Cuenca, autour de la Iglesia El Sagrario
Mardi 26 juin. Bonne nouvelle, Léa se sent bien mieux et renaît à la vie… et à la paresse ! Je la laisse donc se reposer à l’hôtel Casa San Rafaël pour aller explorer seul la belle ville de Cuenca, classée au Patrimoine mondial de l’Unesco, et accessoirement, connue comme la ville de la fabrication du fameux chapeau Panama. Eh oui, celui-ci est bien fabriqué traditionnellement en Équateur ! Première étape de ma journée d’excursion de la ville, l’ancienne cathédrale de la ciudad, aujourd’hui appelée la iglesia El Sagrario.
Si cette église est moins connue que sa rivale, la nouvelle cathédrale du Cuenca élevée sur la place principale de la ciudad, elle n’en demeure pas moins importante, puisqu’elle fut la première cathédrale de la ville, seulement désacralisée en 1981. Pourquoi importante, parce que sa première tour, aujourd’hui disparue, fut utilisée par le cartographe Condamine pour déterminer l’arc du méridien de l’Équateur.
À l’intérieur de la iglesa El Sagrario, on est bien loin des ors des grandes églises de Quito ou du Pérou. La sobriété est de mise. Parmi les chapelles latérales, seule la chapelle G. Hernandez vaut le coup d’œil avec son imposant retable en bois sculpté.
Des concerts de musique classique ou religieuse sont souvent organisés dans cette église qui possède une excellente acoustique.
À la sortie de l’église, je suis cueilli par une pluie fine qui colle à la peau et aux vêtements. Ce qui ne m’empêche pas de jeter un regard admiratif vers ces belles demeures coloniales dressées le long de la Calle Simon Bolivar.
Sans oublier les magnifiques arcades enserrant le Parque Calderon, la plaza mayor de Cuenca.
Contrairement à d’autres villes musées, à l’instar de la ciudad d’Antigua, au Guatemala, Cuenca est une cité très vivante où de nombreux marchés se tiennent chaque jour de la semaine, à l’image du marché aux fleurs de la plaza San Francisco.
La ville s’étend des deux côtés de la rivière Tomebamba. Si les quartiers modernes se concentrent plus facilement vers le sud, le centre colonial, au nord offre une vue d’ensemble sur les centaines de demeures coloniales magnifiquement restaurées.
Hôtel (comme ici la Casa San Rafaël où nous résidons), restos, musées… Toute l’activité touristique de la ville est concentrée sur le quartier colonial.

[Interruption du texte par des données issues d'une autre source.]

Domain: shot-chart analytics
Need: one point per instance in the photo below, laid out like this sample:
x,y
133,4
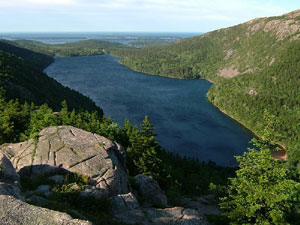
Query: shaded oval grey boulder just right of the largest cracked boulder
x,y
149,189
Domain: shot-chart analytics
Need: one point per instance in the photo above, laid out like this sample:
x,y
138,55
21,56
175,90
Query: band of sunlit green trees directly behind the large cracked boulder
x,y
21,121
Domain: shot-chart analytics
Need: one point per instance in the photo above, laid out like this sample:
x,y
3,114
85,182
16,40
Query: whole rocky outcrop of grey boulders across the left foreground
x,y
60,151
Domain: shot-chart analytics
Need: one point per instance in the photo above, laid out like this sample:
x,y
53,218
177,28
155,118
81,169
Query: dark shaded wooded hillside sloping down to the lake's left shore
x,y
26,82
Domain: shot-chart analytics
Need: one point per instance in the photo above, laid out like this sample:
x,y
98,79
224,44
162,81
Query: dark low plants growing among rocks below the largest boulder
x,y
66,198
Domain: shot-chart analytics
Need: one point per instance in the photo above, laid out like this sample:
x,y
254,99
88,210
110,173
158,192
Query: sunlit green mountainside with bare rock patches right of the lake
x,y
255,67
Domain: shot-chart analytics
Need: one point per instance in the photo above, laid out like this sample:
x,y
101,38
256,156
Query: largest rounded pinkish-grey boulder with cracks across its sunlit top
x,y
66,149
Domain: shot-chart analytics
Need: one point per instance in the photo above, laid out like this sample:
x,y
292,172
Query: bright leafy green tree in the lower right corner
x,y
262,191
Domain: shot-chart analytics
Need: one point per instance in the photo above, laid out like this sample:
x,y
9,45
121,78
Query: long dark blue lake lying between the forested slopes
x,y
184,120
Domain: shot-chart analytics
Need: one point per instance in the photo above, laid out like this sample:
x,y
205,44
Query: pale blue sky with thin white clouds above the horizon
x,y
134,15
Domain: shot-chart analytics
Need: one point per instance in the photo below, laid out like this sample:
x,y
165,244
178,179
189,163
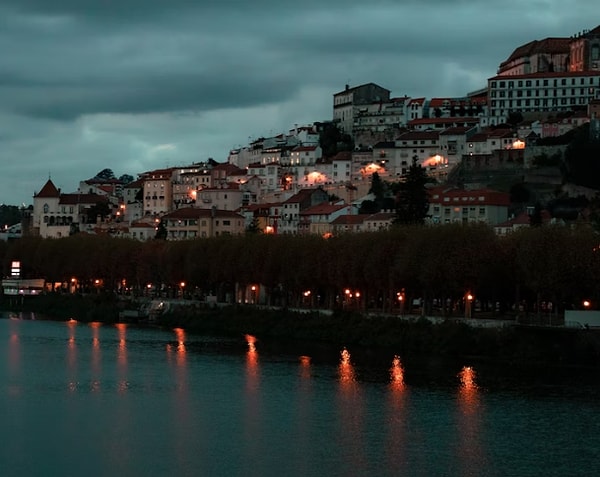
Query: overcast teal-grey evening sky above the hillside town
x,y
137,85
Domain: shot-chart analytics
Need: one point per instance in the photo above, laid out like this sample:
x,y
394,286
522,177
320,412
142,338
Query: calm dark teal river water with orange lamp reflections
x,y
104,400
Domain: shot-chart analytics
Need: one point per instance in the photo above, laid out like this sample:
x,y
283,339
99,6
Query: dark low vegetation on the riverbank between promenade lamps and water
x,y
414,336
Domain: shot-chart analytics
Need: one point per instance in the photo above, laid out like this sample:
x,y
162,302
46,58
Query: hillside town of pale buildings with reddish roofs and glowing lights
x,y
314,179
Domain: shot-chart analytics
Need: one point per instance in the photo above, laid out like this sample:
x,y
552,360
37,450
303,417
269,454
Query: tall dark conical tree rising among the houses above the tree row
x,y
412,200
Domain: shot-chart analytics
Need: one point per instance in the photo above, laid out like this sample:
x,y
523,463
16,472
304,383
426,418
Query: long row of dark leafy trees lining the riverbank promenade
x,y
436,264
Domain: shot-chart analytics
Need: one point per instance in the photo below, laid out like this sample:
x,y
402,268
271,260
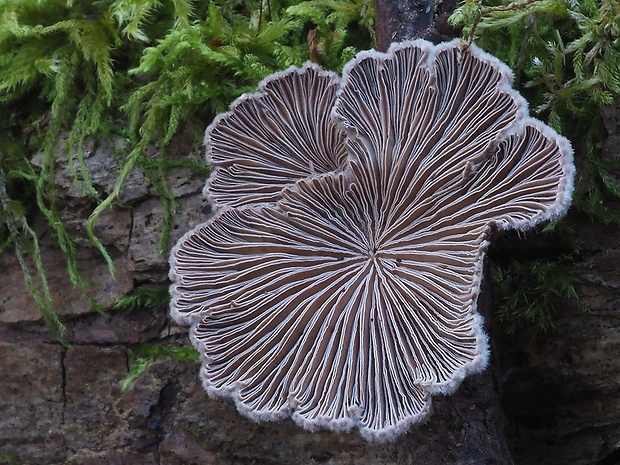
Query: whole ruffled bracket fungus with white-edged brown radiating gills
x,y
337,281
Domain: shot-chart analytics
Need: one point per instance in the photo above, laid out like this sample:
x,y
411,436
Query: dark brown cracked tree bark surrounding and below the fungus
x,y
65,405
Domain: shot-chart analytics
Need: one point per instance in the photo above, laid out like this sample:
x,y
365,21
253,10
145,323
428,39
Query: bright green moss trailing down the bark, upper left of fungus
x,y
154,67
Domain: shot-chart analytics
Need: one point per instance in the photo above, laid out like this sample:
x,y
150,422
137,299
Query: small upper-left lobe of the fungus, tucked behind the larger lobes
x,y
270,139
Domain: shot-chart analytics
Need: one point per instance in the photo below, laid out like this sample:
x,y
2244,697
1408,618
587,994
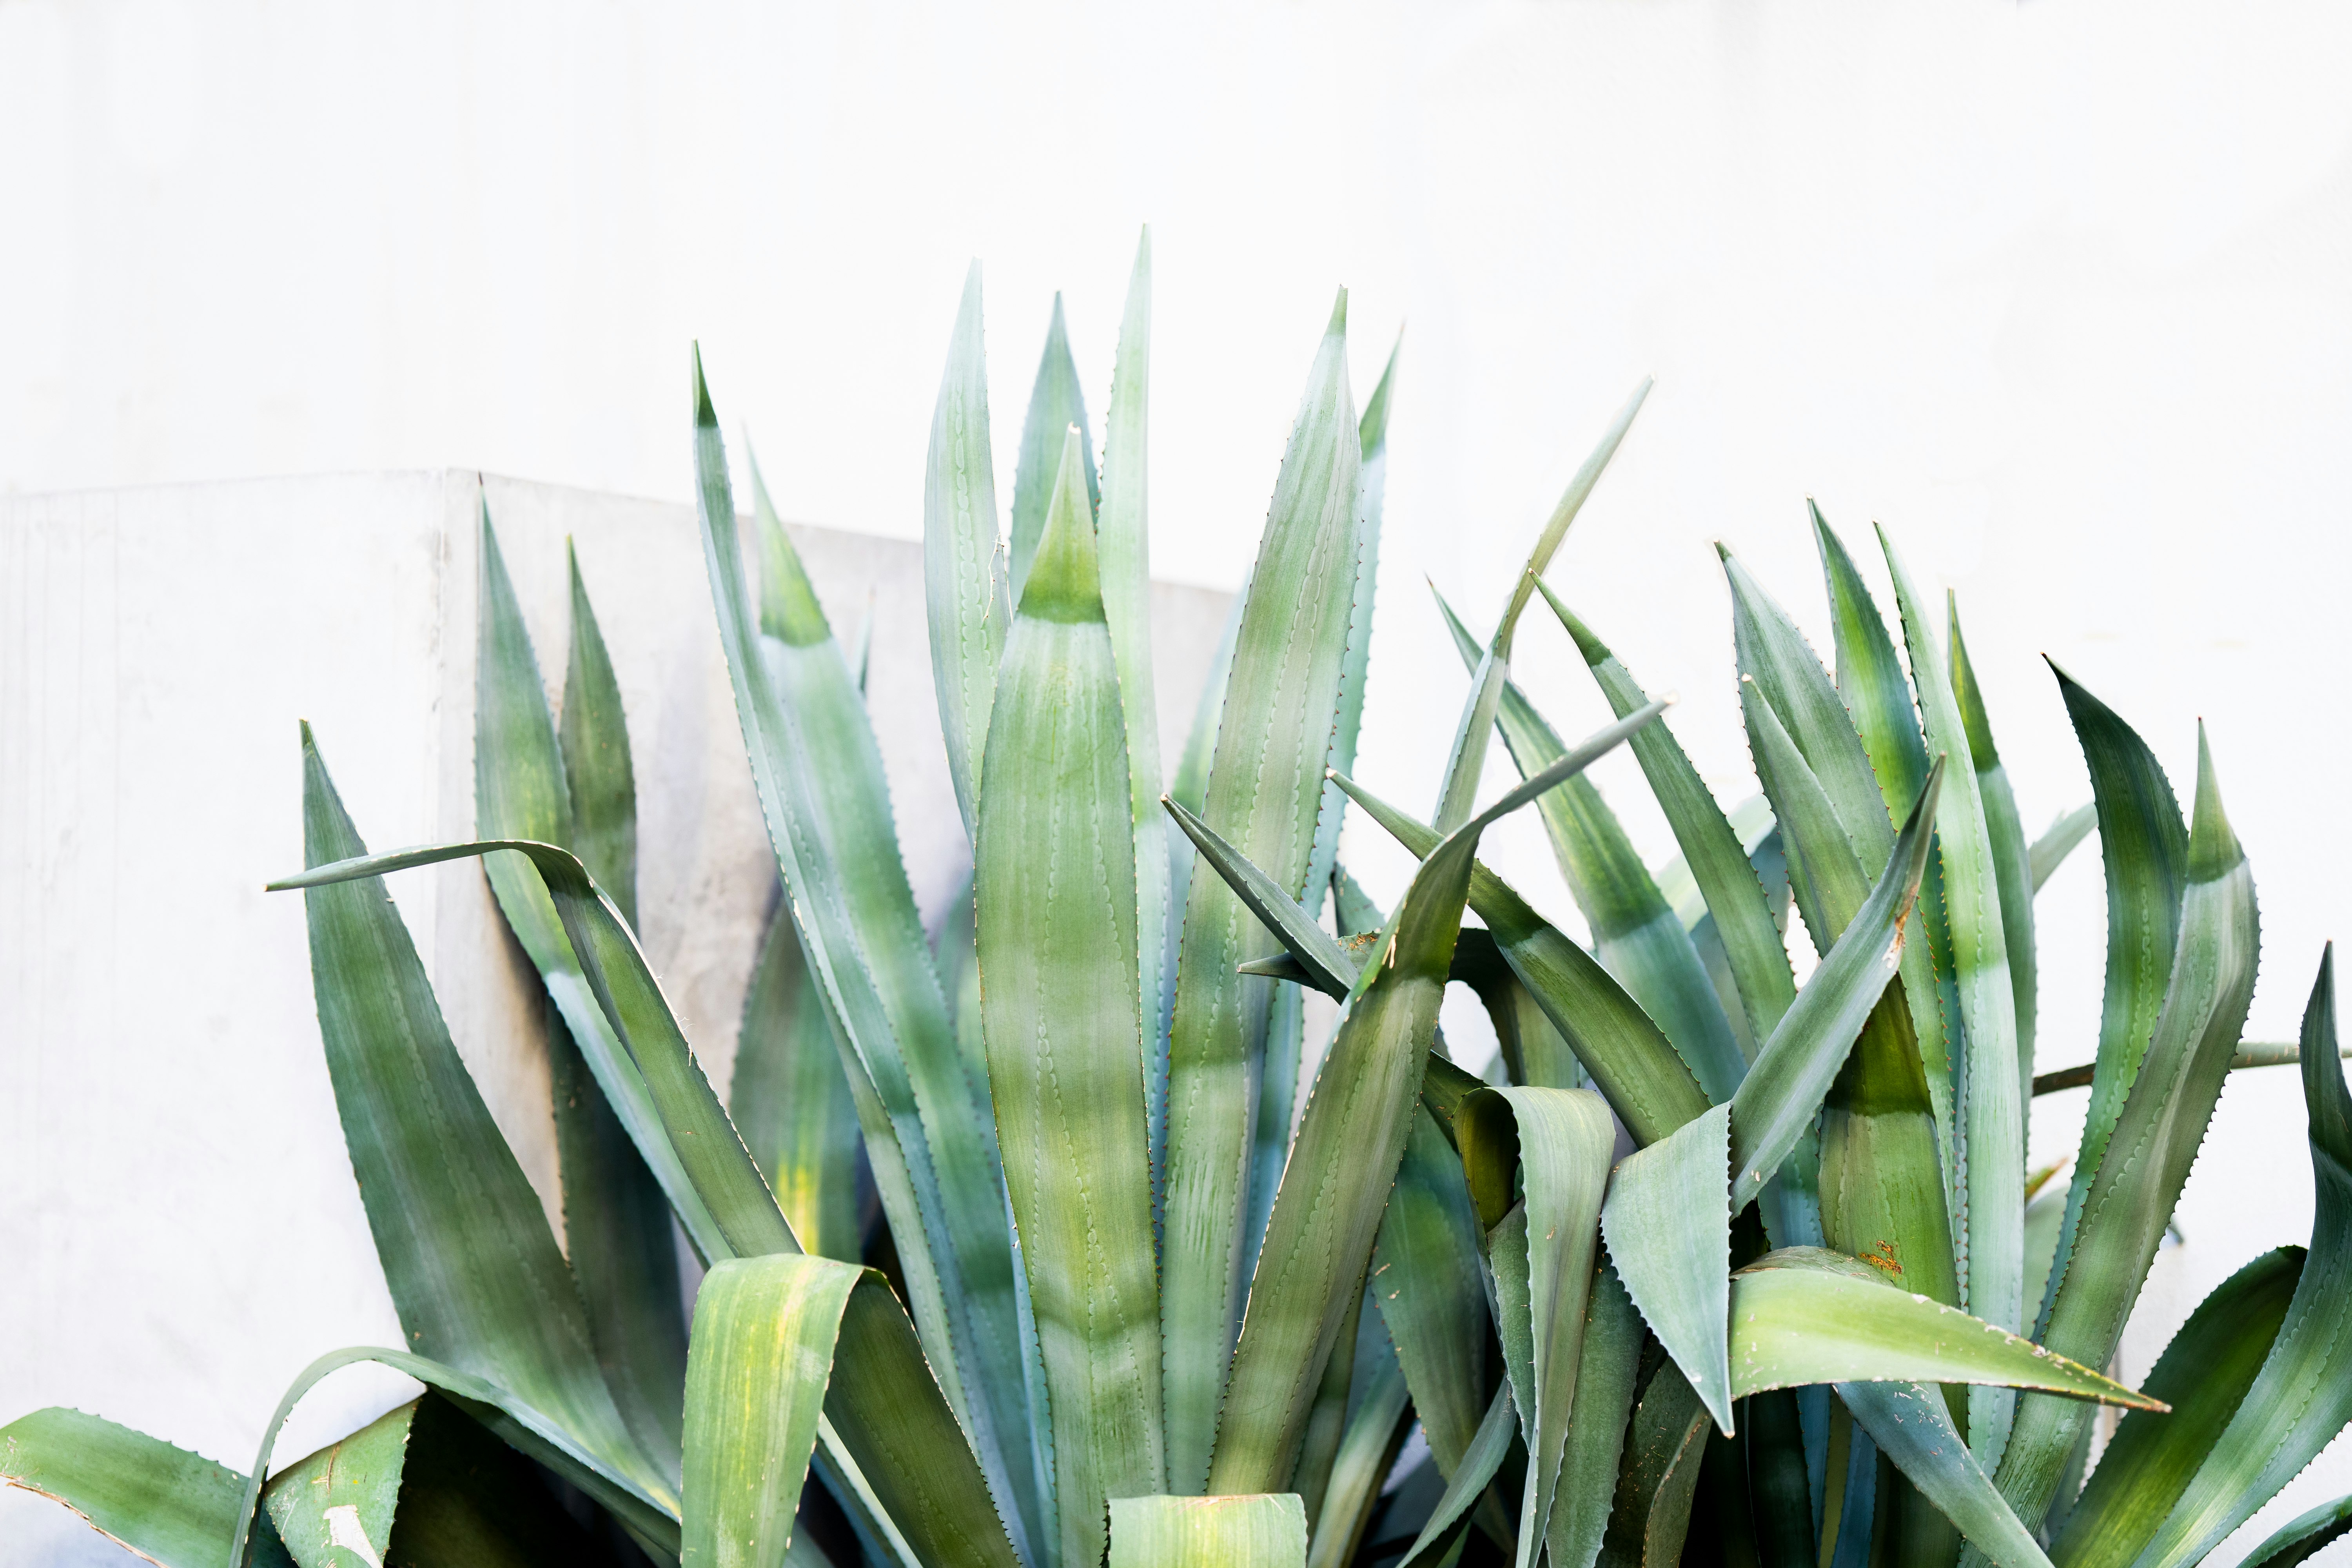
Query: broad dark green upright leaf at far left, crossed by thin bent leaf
x,y
465,1245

J’allais oublier. C’est dans un petit café, à deux pas de la plaza Santo Domingo que ce matin-là, j’assisterai au troisième match de poule de la France en Coupe du Monde, contre le Pérou. 1-0 pour les Français. Quel bonheur d’être ici !
L’avantage de cette concentration est pouvoir tout faire et tout visiter à pied. Nul besoin de taxis pour se déplacer.
Dans tout le quartier historique, les maisons coloniales, très bien restaurées, dominent largement. Classé en 1999 au patrimoine mondial de l’humanité, son centre historique est un modèle de ville Renaissance, bâtie sur un plan orthogonal et les critères imposés par Charles Quint (30 ans avant la fondation de la ville).
Cuenca est la troisième ville du pays en nombre de population. Capitale de la province d’Azuay, elle est située à 2.500 m d’altitude, au fond d’une vallée arrosée par les rios Tomebamba, Tarqui, Yanuncay et Machangara.
Partout dans la ville, on peut remarquer des travaux gigantesques… Il s’agit de la construction d’un tramway moderne, le premier de l’Équateur, qui viendra désengorger la ville et son quartier historique du flot des voitures.
Le chantier, hélas, s’éternise, et a déjà pris beaucoup de retard… Ce qui a le don d’agacer pas mal d’habitants, de restaurateurs et d’hôteliers. Mais bon, c’est l’Amérique du Sud, et il faut parfois prendre son mal en patience.
Pour découvrir la ville, il faut parfois pousser des portes et s’aventurer à l’intérieur des hostals de la place pour admirer de jolis patios à colonnes, fleuris et paisibles. Sur les marchés, l’artisanat reste florissant. En témoigne le magnifique marché aux fleurs de la Plaza San Francisco.
Plus tranquille que Quito, plus paisible aussi, le centre de Cuenca est un véritable havre de paix. C’est d’ailleurs ici que je trouverai un petit salon de thé où prendre une petite collation et un café tout en regardant quelques matches de la Coupe du monde.